1606 Corp.'s Strategic Positioning
1606 Corp.'s November 18, 2025 news of an acquisition term sheet with Sim Agro Inc. creates a public platform for captive power generation designed for AI and data center infrastructure. Led by President Dr. Karthik Raghavan, Sim Agro operates globally across the U.S., India, South Korea and Middle East, having executed over 80 power projects generating more than 2,000 megawatts from diverse sources.
The first target, a 55-megawatt power plant with over 100 acres and a 50,000-square-foot data-center-ready warehouse, offers 20 megawatts immediately, expanding to 70 megawatts by Q3 2026. Long-term plans envision 150-200 megawatts per location.
"Power is the lifeblood of data centers," said CEO Austen Lambrecht. "As demand for cloud services, AI, and digital infrastructure grows exponentially, the need for high-quality, uninterrupted energy has never been more critical."
Pro forma projections for the initial plant indicate annual revenues of approximately $61 million with EBITDA of $45 million. Each fully built location could generate $50-100 million annually.
Strategic Advantages
Captive power optimizes generation for data center load profiles, enables energy arbitrage through selling excess to utilities, provides fuel source flexibility, and eliminates grid interconnection delays.
The Captive Power Advantage in Practice
The strategic value of captive power extends beyond simple economics. Traditional data centers face interconnection queues averaging 18-24 months with utilities, creating significant deployment delays. Captive facilities bypass these bottlenecks entirely. Furthermore, AI workloads generate heat densities approaching 100 kilowatts per rack; well beyond what many grid-connected facilities can support without extensive retrofitting.
Sim Agro's model addresses both constraints simultaneously. The company's first-right-of-refusal position on additional power assets provides a development pipeline while competitors navigate utility bureaucracies. With data center construction timelines of 12-18 months and power plant commissioning periods well-understood through 80+ prior projects, the combined entity can deliver operational facilities on compressed schedules that traditional developers cannot match. This execution speed advantage becomes increasingly valuable as hyperscalers and AI companies race to secure computing capacity.
Market Opportunity
McKinsey projects global data center capacity growing from 82 gigawatts in 2025 to 219 gigawatts by 2030, with AI workloads expanding from 44 to 156 gigawatts. This sustained demand growth creates opportunities across U.S. and emerging markets in Asia, Africa and Latin America where Sim Agro's international experience provides strategic advantage.
Experienced Leadership
1606 Corp.'s team includes Director Gowri Shankar with expertise across SaaS, mobile advertising and venture capital; Director Venu Aravamudan with 30+ years at Oracle, F5 Networks, Amazon/AWS, VMware and Microsoft; and CEO Austen Lambrecht managing public company operations for four years. Sim Agro's Operations SVP Alur Chakrapani brings 30 years of power sector experience from AREVA France, Deutsche Babcock Anlagen and Public Services Enterprises.
Investment Considerations
The transaction requires due diligence, regulatory approvals and substantial capital for initial locations. Competition for power plant acquisitions may increase, and regulatory frameworks vary by jurisdiction. Technical execution risks include integrating power generation with data center operations and achieving projected load factors.

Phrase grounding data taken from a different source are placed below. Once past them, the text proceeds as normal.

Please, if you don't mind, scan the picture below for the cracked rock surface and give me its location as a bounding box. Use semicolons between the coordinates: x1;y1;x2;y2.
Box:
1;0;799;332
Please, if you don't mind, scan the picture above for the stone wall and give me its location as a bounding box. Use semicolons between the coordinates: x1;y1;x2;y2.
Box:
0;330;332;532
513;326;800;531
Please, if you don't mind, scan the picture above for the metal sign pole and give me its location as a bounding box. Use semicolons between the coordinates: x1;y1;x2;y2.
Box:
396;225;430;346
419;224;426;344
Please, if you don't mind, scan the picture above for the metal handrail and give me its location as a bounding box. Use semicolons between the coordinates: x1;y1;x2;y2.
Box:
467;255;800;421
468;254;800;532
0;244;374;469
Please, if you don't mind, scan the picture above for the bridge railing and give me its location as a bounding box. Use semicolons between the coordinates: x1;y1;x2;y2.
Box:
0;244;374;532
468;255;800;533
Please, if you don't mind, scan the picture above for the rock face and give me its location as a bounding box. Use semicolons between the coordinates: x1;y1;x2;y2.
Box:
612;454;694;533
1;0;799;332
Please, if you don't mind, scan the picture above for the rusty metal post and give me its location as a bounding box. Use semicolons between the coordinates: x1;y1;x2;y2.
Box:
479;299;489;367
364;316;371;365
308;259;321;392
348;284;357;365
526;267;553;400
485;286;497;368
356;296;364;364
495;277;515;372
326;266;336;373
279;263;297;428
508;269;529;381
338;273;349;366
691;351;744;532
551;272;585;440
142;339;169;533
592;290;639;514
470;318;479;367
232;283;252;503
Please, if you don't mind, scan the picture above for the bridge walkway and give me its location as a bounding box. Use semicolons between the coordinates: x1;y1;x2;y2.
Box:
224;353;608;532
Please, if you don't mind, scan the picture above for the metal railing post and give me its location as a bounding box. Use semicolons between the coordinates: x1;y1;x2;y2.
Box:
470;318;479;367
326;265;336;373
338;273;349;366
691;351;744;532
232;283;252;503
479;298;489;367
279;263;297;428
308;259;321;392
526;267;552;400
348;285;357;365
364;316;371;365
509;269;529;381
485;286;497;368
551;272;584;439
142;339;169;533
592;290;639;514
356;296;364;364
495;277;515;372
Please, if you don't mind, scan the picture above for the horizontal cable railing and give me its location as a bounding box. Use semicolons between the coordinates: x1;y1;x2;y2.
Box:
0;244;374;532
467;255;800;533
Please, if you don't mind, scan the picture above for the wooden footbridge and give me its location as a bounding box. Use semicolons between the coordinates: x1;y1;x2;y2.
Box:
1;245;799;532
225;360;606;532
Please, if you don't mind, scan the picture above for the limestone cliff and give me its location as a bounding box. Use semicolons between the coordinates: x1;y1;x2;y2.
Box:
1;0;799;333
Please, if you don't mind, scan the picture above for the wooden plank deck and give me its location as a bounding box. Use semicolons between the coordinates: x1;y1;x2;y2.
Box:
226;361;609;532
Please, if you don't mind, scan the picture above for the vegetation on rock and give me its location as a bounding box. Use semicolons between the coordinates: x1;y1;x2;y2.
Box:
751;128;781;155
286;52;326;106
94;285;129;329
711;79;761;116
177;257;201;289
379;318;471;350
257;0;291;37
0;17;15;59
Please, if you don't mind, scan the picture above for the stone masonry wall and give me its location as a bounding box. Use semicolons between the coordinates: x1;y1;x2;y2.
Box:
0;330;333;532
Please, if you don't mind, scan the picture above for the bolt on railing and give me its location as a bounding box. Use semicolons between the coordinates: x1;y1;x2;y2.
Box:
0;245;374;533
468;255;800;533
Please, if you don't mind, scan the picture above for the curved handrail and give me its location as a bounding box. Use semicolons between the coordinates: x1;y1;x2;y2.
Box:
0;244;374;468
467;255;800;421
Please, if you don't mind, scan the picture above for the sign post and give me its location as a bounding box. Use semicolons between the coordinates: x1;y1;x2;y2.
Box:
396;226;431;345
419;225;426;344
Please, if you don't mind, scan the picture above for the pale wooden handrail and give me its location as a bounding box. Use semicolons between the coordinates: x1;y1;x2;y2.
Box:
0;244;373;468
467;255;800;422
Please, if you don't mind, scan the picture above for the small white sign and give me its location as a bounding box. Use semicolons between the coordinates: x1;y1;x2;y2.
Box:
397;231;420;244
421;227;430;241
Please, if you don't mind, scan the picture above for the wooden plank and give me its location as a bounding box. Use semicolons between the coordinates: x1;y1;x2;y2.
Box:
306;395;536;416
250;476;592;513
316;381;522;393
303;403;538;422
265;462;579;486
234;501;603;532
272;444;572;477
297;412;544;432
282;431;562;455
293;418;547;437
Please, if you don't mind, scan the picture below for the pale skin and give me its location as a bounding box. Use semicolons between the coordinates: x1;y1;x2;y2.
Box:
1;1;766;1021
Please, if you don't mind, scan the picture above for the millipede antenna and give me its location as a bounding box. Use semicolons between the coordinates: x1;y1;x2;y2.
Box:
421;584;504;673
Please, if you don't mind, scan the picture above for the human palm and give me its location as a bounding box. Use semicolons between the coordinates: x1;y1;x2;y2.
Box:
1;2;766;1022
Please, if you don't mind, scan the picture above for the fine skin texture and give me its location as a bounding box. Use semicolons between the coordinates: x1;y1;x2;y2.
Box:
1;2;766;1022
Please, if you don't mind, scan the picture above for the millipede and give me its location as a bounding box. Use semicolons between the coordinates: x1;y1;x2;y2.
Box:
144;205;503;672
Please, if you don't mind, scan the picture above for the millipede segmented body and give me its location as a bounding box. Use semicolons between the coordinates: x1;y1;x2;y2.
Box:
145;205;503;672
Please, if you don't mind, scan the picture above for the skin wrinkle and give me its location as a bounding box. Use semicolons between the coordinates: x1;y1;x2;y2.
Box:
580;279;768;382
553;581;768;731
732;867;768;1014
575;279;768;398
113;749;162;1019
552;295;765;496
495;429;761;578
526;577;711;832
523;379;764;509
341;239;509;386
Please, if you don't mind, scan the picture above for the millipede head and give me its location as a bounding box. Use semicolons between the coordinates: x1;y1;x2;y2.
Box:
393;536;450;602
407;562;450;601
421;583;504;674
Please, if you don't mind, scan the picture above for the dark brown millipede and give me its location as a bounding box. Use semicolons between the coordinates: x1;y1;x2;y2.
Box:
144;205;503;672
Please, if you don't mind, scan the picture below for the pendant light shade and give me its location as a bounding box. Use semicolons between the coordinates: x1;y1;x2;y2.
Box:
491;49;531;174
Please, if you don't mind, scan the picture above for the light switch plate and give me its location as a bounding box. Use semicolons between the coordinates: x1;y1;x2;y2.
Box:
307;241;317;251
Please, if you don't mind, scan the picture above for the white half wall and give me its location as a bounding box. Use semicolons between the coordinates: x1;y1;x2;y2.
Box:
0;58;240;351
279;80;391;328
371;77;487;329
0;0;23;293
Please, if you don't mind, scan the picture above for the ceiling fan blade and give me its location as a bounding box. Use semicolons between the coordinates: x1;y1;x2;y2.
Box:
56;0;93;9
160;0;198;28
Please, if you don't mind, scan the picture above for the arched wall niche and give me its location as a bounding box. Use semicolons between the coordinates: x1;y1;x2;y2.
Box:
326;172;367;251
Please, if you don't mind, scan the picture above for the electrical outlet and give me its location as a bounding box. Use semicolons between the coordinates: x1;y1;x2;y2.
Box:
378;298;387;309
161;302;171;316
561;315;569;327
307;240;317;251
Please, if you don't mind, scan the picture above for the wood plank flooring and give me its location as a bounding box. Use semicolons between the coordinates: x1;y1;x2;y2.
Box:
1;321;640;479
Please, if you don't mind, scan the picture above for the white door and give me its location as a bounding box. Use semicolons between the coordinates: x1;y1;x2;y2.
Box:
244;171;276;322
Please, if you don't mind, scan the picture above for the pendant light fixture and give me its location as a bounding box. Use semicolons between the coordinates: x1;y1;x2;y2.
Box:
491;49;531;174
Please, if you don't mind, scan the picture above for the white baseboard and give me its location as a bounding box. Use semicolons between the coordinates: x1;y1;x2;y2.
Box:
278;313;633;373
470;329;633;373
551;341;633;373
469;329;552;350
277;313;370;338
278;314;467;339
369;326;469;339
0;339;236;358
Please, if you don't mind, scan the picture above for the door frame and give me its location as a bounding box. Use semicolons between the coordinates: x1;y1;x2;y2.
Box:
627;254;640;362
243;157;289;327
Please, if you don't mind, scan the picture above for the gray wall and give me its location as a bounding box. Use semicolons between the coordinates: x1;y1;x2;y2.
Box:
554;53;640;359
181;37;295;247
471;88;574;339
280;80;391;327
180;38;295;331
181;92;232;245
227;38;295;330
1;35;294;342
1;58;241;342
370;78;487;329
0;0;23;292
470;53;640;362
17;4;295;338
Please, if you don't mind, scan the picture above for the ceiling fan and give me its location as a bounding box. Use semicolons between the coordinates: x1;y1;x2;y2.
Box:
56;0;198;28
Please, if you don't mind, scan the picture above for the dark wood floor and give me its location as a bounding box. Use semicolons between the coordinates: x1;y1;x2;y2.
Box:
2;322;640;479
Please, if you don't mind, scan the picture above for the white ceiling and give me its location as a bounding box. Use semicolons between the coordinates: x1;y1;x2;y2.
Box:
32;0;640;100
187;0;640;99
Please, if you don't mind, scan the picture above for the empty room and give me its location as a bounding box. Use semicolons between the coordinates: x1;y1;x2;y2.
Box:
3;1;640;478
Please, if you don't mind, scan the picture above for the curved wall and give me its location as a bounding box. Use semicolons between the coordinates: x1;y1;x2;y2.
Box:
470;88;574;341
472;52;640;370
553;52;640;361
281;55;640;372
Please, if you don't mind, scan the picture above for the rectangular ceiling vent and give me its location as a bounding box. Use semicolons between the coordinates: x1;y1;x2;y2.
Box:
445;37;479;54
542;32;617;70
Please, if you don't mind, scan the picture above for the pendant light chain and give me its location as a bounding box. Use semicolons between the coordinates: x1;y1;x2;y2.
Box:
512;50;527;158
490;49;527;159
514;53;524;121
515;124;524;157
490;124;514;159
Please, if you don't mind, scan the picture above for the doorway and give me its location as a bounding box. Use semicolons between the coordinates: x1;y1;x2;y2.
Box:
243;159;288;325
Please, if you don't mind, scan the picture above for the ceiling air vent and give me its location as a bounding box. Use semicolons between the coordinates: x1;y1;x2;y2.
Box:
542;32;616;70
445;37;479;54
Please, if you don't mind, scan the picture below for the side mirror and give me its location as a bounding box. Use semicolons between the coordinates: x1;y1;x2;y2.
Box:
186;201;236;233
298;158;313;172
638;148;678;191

However, the thesis remains compelling: accelerating digitalization and AI adoption require reliable power at scales grid connections struggle to provide. With experienced leadership, identified assets, and strategic positioning at the intersection of power generation and data center infrastructure, 1606 Corp. enters a market characterized by sustained demand and limited competition for integrated captive power solutions.